Description
Summary
When using PySpark through Livy on Zeppelin or Jupyter Notebook, or Linux curl, For the 1st time, it could print out the log to stdout or stderr. But for the 2nd time and afterwards, it will show the error stack: ValueError: I/O operation on closed file
If we use PySpark CLI on the master node, it works well, you could check the attachment: Works_on_PySpark_CLI.png
Reproduce Step
In Zeppelin using Livy as interpreter
%pyspark import sys import logging; // OUTPUT Spark Application Id: application_1591899500515_0002
When the 1st time, we try to print log to stdout or stderr, it works well.
%pyspark logger = logging.getLogger("log_example") logger.setLevel(logging.ERROR) ch = logging.StreamHandler(sys.stderr) ch.setLevel(logging.ERROR) logger.addHandler(ch) logger.error("test error!") // OUTPUT is expected test error!
When we try to print log to stdout or stderr 2nd time and afterwards, it will show the error stack.

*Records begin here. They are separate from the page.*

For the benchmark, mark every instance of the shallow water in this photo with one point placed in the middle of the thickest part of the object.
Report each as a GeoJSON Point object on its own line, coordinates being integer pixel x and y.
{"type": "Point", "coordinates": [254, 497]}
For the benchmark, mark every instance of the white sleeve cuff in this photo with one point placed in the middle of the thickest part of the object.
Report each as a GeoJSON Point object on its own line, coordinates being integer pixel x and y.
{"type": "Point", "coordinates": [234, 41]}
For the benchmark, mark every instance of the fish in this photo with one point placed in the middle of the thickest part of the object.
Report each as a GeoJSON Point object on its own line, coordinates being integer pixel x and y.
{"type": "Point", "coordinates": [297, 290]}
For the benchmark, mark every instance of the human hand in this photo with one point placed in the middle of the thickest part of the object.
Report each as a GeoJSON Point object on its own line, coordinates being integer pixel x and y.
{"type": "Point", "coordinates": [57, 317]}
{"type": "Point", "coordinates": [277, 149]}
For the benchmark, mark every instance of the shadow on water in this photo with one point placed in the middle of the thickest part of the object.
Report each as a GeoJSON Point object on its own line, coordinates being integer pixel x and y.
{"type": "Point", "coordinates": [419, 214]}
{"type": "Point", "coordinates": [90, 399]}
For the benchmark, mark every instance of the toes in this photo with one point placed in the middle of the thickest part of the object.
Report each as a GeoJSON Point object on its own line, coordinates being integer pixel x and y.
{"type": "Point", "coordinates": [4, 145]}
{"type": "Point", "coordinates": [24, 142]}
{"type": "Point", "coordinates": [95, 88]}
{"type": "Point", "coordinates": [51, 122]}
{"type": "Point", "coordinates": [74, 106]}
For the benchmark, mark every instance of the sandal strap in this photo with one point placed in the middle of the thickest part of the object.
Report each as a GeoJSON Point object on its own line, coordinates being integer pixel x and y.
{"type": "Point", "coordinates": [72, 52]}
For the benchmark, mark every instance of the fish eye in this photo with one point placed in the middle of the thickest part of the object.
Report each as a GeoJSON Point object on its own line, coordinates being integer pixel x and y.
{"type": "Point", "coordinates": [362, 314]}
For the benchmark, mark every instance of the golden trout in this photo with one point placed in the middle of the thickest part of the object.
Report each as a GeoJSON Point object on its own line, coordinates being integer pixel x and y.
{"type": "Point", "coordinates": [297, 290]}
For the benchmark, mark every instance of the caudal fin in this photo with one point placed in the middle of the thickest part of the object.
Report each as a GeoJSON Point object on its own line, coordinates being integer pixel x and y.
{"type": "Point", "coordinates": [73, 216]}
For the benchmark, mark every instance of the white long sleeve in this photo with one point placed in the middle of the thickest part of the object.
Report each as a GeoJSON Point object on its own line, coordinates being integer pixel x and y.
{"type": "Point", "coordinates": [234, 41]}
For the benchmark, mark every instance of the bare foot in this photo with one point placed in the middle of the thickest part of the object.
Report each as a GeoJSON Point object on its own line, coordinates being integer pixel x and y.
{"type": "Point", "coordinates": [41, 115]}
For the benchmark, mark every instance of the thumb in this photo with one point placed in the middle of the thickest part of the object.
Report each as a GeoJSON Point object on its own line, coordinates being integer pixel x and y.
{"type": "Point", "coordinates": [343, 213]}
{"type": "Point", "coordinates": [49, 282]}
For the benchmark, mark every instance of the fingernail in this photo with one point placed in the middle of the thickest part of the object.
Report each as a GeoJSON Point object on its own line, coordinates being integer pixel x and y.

%pyspark logger.error("test error again!") // OUTPUT showing error stack --- Logging error --- Traceback (most recent call last): File "/usr/lib64/python3.7/logging/__init__.py", line 1028, in emit stream.write(msg + self.terminator) File "/tmp/1262710270598062870", line 534, in write super(UnicodeDecodingStringIO, self).write(s) ValueError: I/O operation on closed file Call stack: File "/tmp/1262710270598062870", line 714, in <module> sys.exit(main()) File "/tmp/1262710270598062870", line 686, in main response = handler(content) File "/tmp/1262710270598062870", line 318, in execute_request result = node.execute() File "/tmp/1262710270598062870", line 229, in execute exec(code, global_dict) File "<stdin>", line 1, in <module> Message: 'test error again!'
For Jupyter notebook, or Linux curl command, they got the same error. You could check the attachments:
1. Zeppelin_use_Livy_bug.png
2. JupyterNotebook_use_Livy_bug.png
3. LinuxCurl_use_Livy_error.png